People have also sued HOA’s for personal injury, otherwise known as a “slip and fall” lawsuits. This lawsuit is based on the theory of negligence in that the HOA was negligent in its maintenance that caused the person to injure themselves. For example, if the HOA failed to repair the damages to a flight of stairs and someone trips and is injured, the HOA could be held liable for that person’s injury. Suing HOA for negligence is one of the more common lawsuits an association can encounter.

#8 Pet Disputes

When talking about Association lawsuits, pets don’t usually come to mind. But, surprisingly, homeowners have sued HOAs over pet disputes. This usually happens when a homeowner disagrees with an HOA’s rules concerning pets. For instance, a homeowner may want to keep more than three pets even though the HOA has a three-pet limit. They sue in an attempt to change the rules or to force the HOA to allow them as an exception.

#9 Violations

When homeowners violate community rules, the HOA may assess a fine against them. While some homeowners simply settle the fine, others will challenge the violation and sue HOA board members.


hoa lawsuits Associations can lose lawsuits — it does happen.
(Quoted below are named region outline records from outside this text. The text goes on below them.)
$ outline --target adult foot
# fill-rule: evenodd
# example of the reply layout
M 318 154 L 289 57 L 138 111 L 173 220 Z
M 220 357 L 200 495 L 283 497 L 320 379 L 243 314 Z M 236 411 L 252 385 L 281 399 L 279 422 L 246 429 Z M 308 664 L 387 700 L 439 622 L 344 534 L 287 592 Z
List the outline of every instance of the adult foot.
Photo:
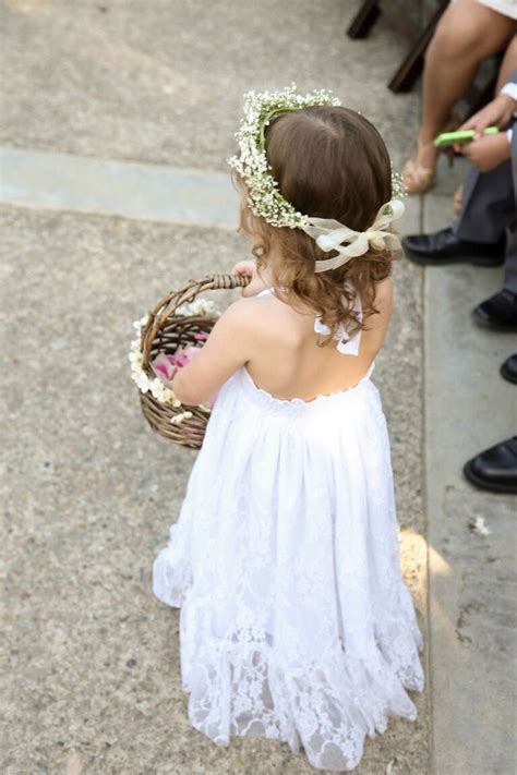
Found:
M 433 143 L 419 141 L 417 153 L 402 167 L 402 183 L 408 194 L 424 194 L 434 183 L 437 150 Z
M 504 238 L 489 244 L 467 242 L 459 240 L 453 229 L 442 229 L 434 234 L 408 234 L 402 240 L 402 246 L 408 258 L 416 264 L 500 266 L 504 263 Z
M 506 359 L 500 368 L 500 374 L 504 379 L 517 385 L 517 352 Z
M 481 489 L 517 493 L 517 436 L 477 455 L 465 464 L 464 474 Z
M 517 331 L 517 293 L 503 288 L 472 311 L 476 323 L 495 331 Z

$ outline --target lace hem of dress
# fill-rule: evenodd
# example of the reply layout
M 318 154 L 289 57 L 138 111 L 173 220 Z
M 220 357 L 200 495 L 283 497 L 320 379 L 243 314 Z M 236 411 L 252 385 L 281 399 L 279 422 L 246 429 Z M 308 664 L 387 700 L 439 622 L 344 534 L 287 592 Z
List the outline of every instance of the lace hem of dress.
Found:
M 168 546 L 154 569 L 154 592 L 181 608 L 181 674 L 190 693 L 189 718 L 220 746 L 230 737 L 261 736 L 303 748 L 312 766 L 353 770 L 364 740 L 383 734 L 389 716 L 417 718 L 406 690 L 422 691 L 418 656 L 422 635 L 409 596 L 401 595 L 386 621 L 373 628 L 368 656 L 344 643 L 327 647 L 317 662 L 281 644 L 256 626 L 226 638 L 206 637 L 211 610 L 190 600 L 187 564 Z M 201 627 L 201 629 L 200 629 Z
M 401 623 L 401 626 L 404 626 Z M 182 646 L 182 685 L 191 724 L 214 742 L 261 736 L 303 748 L 316 768 L 352 770 L 364 740 L 387 729 L 389 716 L 417 718 L 408 690 L 423 677 L 412 643 L 381 644 L 374 658 L 341 651 L 334 661 L 290 664 L 265 643 L 205 640 Z

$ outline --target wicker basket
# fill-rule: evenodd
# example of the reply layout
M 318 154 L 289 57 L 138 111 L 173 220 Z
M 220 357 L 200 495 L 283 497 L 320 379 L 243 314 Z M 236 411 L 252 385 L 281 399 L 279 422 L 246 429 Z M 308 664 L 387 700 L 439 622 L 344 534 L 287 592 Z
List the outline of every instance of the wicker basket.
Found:
M 217 317 L 208 315 L 177 315 L 176 311 L 182 304 L 194 301 L 200 293 L 206 291 L 244 288 L 249 281 L 250 278 L 242 275 L 207 275 L 201 280 L 189 280 L 163 299 L 149 312 L 141 331 L 142 366 L 147 376 L 154 376 L 151 363 L 159 352 L 173 355 L 180 347 L 199 344 L 195 335 L 209 334 L 217 320 Z M 183 447 L 199 449 L 202 446 L 211 416 L 208 408 L 160 403 L 151 392 L 140 392 L 140 400 L 144 416 L 153 431 Z M 183 419 L 178 425 L 171 422 L 175 416 L 184 412 L 191 413 L 192 416 Z

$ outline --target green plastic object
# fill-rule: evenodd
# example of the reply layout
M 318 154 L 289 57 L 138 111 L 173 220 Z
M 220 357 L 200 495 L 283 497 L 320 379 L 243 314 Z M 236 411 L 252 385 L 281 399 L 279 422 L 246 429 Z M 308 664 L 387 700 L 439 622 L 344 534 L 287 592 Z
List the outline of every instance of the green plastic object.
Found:
M 486 126 L 483 134 L 497 134 L 497 126 Z M 465 130 L 465 132 L 444 132 L 438 134 L 434 141 L 436 148 L 446 148 L 448 145 L 462 145 L 465 143 L 470 143 L 474 137 L 476 132 L 473 130 Z

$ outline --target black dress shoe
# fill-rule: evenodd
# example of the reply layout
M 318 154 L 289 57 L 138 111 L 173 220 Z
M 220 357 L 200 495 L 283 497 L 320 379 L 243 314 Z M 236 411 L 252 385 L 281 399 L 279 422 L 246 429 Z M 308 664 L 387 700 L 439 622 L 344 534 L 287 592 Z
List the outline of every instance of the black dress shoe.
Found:
M 506 359 L 500 368 L 502 377 L 517 385 L 517 352 Z
M 517 331 L 517 293 L 503 288 L 472 311 L 476 323 L 496 331 Z
M 469 460 L 464 474 L 481 489 L 517 494 L 517 436 Z
M 500 266 L 504 263 L 505 239 L 490 244 L 466 242 L 459 240 L 452 229 L 442 229 L 434 234 L 409 234 L 404 238 L 402 247 L 416 264 Z

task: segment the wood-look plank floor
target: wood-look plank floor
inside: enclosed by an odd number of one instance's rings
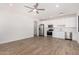
[[[79,55],[79,44],[52,37],[33,37],[1,44],[0,55]]]

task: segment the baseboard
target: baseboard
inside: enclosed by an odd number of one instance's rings
[[[10,43],[10,42],[14,42],[14,41],[17,41],[17,40],[28,39],[28,38],[31,38],[31,37],[34,37],[34,36],[31,35],[31,36],[28,36],[28,37],[16,38],[15,40],[13,39],[13,40],[9,40],[9,41],[3,41],[3,42],[0,42],[0,44]]]

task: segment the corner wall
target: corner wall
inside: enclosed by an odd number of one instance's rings
[[[27,14],[0,11],[0,44],[33,37],[34,20]]]

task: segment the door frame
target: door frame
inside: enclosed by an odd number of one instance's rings
[[[43,35],[40,35],[40,26],[43,26]],[[44,36],[44,24],[39,25],[39,36]]]

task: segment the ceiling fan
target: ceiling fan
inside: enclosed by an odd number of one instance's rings
[[[36,12],[37,14],[39,14],[39,11],[44,11],[45,9],[40,9],[40,8],[38,8],[38,6],[39,6],[39,4],[36,3],[35,5],[33,5],[33,7],[29,7],[29,6],[24,6],[24,7],[31,9],[28,12]]]

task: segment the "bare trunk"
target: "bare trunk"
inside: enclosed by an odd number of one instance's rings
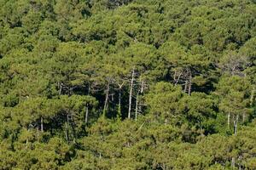
[[[188,81],[185,81],[184,93],[187,92],[187,88],[188,88]]]
[[[37,127],[37,137],[38,138],[39,137],[39,128]]]
[[[237,134],[237,124],[238,124],[238,115],[236,115],[236,117],[234,116],[234,134]]]
[[[253,105],[254,94],[255,94],[255,88],[253,88],[253,89],[252,90],[252,94],[251,94],[251,99],[250,99],[251,106]]]
[[[106,99],[104,103],[103,108],[103,116],[106,116],[107,109],[108,109],[108,96],[109,96],[109,82],[108,83],[107,90],[106,90]]]
[[[62,92],[62,85],[61,85],[61,83],[59,82],[59,86],[60,86],[59,95],[61,95],[61,92]]]
[[[121,118],[121,89],[119,88],[119,110],[118,110],[118,118]]]
[[[189,95],[190,95],[190,94],[191,94],[191,86],[192,86],[192,75],[191,75],[191,71],[189,71]]]
[[[130,87],[130,95],[129,95],[129,110],[128,110],[128,118],[131,118],[131,98],[132,98],[132,88],[133,88],[133,82],[134,82],[134,74],[135,68],[132,69],[131,80],[131,87]]]
[[[66,136],[66,139],[67,142],[69,142],[69,139],[68,139],[68,115],[67,114],[67,122],[65,122],[65,128],[66,128],[66,133],[65,133],[65,136]]]
[[[233,169],[235,169],[235,164],[236,164],[235,157],[232,157],[231,167]]]
[[[242,113],[242,122],[245,122],[245,119],[246,119],[246,114],[245,114],[245,113]]]
[[[88,122],[88,116],[89,116],[89,108],[88,108],[88,104],[86,104],[86,107],[85,107],[85,124],[87,124]]]
[[[176,80],[176,82],[175,82],[175,86],[177,86],[177,82],[178,82],[178,81],[179,81],[179,79],[180,79],[180,76],[182,76],[182,72],[178,75],[178,76],[177,76],[177,79]]]
[[[230,128],[230,112],[229,112],[229,115],[228,115],[228,128]]]
[[[44,118],[41,116],[41,132],[44,132]]]
[[[136,97],[136,109],[135,109],[135,120],[137,121],[137,110],[138,110],[138,94]]]

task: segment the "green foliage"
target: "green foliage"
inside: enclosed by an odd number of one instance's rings
[[[0,6],[0,169],[256,169],[255,1]]]

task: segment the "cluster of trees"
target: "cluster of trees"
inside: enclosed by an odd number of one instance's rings
[[[255,1],[0,6],[0,169],[256,169]]]

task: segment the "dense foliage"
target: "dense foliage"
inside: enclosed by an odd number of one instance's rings
[[[0,7],[0,169],[256,169],[255,1]]]

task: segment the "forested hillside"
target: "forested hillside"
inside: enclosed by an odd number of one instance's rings
[[[255,0],[0,0],[0,169],[256,169]]]

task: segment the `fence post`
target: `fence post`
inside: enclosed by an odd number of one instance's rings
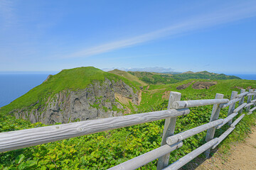
[[[181,94],[178,92],[171,91],[170,97],[168,103],[167,109],[172,108],[172,103],[174,101],[181,101]],[[164,123],[164,128],[163,132],[163,137],[161,143],[161,146],[166,144],[166,138],[174,134],[175,125],[176,118],[166,118]],[[157,163],[157,170],[160,170],[167,166],[169,164],[169,160],[170,157],[170,153],[164,155],[159,159]]]
[[[233,91],[232,94],[231,94],[231,97],[230,97],[230,101],[233,100],[233,99],[235,99],[237,96],[238,96],[238,91]],[[235,110],[235,103],[234,103],[233,104],[232,104],[232,105],[230,105],[229,106],[228,116],[233,113],[233,110]],[[231,120],[230,121],[229,121],[228,123],[229,125],[231,125],[232,121],[233,121],[233,120]]]
[[[241,94],[245,93],[245,89],[241,89]],[[240,106],[241,104],[242,104],[245,101],[245,96],[243,96],[241,98],[241,100],[239,101],[239,104],[238,106]],[[242,113],[242,109],[239,110],[239,113]]]
[[[255,90],[254,91],[254,93],[256,93],[256,90]],[[255,100],[256,99],[256,94],[255,94],[255,95],[253,95],[254,96],[254,97],[253,97],[253,98],[252,98],[252,100]],[[256,103],[253,105],[253,106],[256,106]]]
[[[252,89],[249,89],[249,94],[252,93],[252,91],[253,91]],[[247,103],[250,103],[250,101],[251,101],[251,100],[252,100],[252,96],[247,96]],[[249,111],[250,108],[250,106],[247,107],[247,108],[246,108],[246,111]]]
[[[215,98],[215,99],[223,99],[223,96],[224,96],[223,94],[216,94]],[[212,122],[212,121],[214,121],[214,120],[218,119],[218,117],[220,115],[220,104],[214,104],[213,106],[213,110],[212,110],[212,114],[210,115],[210,122]],[[208,129],[207,130],[207,134],[206,134],[206,142],[209,142],[210,140],[213,139],[215,131],[215,127],[213,127],[210,129]],[[206,151],[206,157],[209,157],[210,152],[210,148],[209,148],[208,149],[207,149]]]

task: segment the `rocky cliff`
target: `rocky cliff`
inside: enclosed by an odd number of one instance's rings
[[[125,104],[139,104],[139,93],[122,80],[94,81],[85,89],[63,90],[29,107],[15,109],[16,118],[45,124],[67,123],[74,121],[122,115],[129,111]]]

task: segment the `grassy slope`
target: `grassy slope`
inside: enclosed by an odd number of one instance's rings
[[[145,82],[139,80],[138,77],[137,77],[125,71],[114,69],[114,70],[110,71],[108,72],[120,76],[123,76],[123,77],[126,78],[127,79],[129,79],[131,81],[137,82],[137,83],[140,84],[142,86],[147,85],[147,84],[146,84]]]
[[[227,76],[223,74],[187,72],[181,74],[164,74],[146,72],[128,72],[149,84],[171,84],[191,79],[240,79],[238,76]]]
[[[37,102],[36,106],[43,105],[49,96],[63,90],[82,89],[92,84],[93,81],[102,81],[105,79],[114,81],[122,79],[128,85],[133,86],[136,89],[139,89],[140,85],[137,82],[132,82],[124,77],[103,72],[93,67],[63,69],[58,74],[50,76],[47,81],[33,88],[10,104],[2,107],[0,113],[6,114],[14,109],[27,108]]]

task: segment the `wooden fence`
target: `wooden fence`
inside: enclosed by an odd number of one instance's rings
[[[1,132],[0,133],[0,153],[165,119],[161,147],[109,169],[135,169],[156,159],[159,159],[157,169],[178,169],[204,152],[206,157],[209,157],[210,149],[215,148],[235,128],[235,125],[244,116],[246,116],[242,114],[233,122],[233,118],[238,113],[241,113],[243,108],[247,115],[252,113],[256,110],[256,90],[252,89],[250,89],[249,91],[242,89],[240,94],[238,94],[237,91],[233,91],[230,100],[224,99],[224,95],[220,94],[217,94],[215,99],[206,100],[181,101],[181,93],[171,92],[168,108],[166,110]],[[247,101],[245,103],[246,96]],[[235,108],[237,102],[239,102],[239,104]],[[213,105],[208,123],[178,134],[174,134],[178,116],[189,114],[188,108],[206,105]],[[227,118],[218,119],[220,109],[228,106],[229,108]],[[213,138],[215,130],[220,128],[226,123],[230,125],[230,128],[220,137]],[[182,140],[206,130],[208,131],[206,144],[169,165],[170,152],[182,147]]]

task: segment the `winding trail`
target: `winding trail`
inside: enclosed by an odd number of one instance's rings
[[[196,169],[255,170],[256,126],[252,128],[252,131],[244,142],[233,145],[228,155],[223,157],[217,151]]]

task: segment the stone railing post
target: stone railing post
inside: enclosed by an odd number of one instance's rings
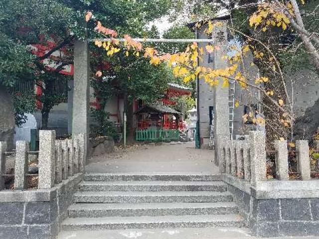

Homeowners associations are not the end-all, be-all of housing authorities. But, a loss is not always the end. If an HOA loses a lawsuit in a lower court, it can usually file an appeal in a higher court. Losing a lawsuit certainly spells out a lot of negative effects for the Association. For one thing, they have to face the negative publicity that comes with such a loss, and adjust their by-laws accordingly. Another downside is that the HOA has to pay for all legal fees and may even be ordered to cover the cost of the homeowner’s legal fees. If the HOA has the appropriate insurance coverage, it will make the financial burden lighter. But, if it does not have insurance, the HOA will have to pay for the costs using its funds, which technically come from the homeowners. To make up for these funds, the HOA will then need to levy special assessments or increase regular dues. Therefore, even though the homeowner wins the lawsuit against the HOA, everyone else has to suffer the financial consequences.

Having The Right Counsel

Homeowners association lawsuits happen frequently. Sometimes, the HOA is in the wrong, and the homeowner has grounds to sue. But, other times, the HOA is doing its job correctly, and the homeowner has decided to file a frivolous lawsuit as a way to try and get what they want. In any case, Association boards should be prepared for any possibility. Finding an HOA management company that offers sound legal assistance connections to a wide network of reputable HOA lawyers is a great way to lessen this burden on the community as a whole.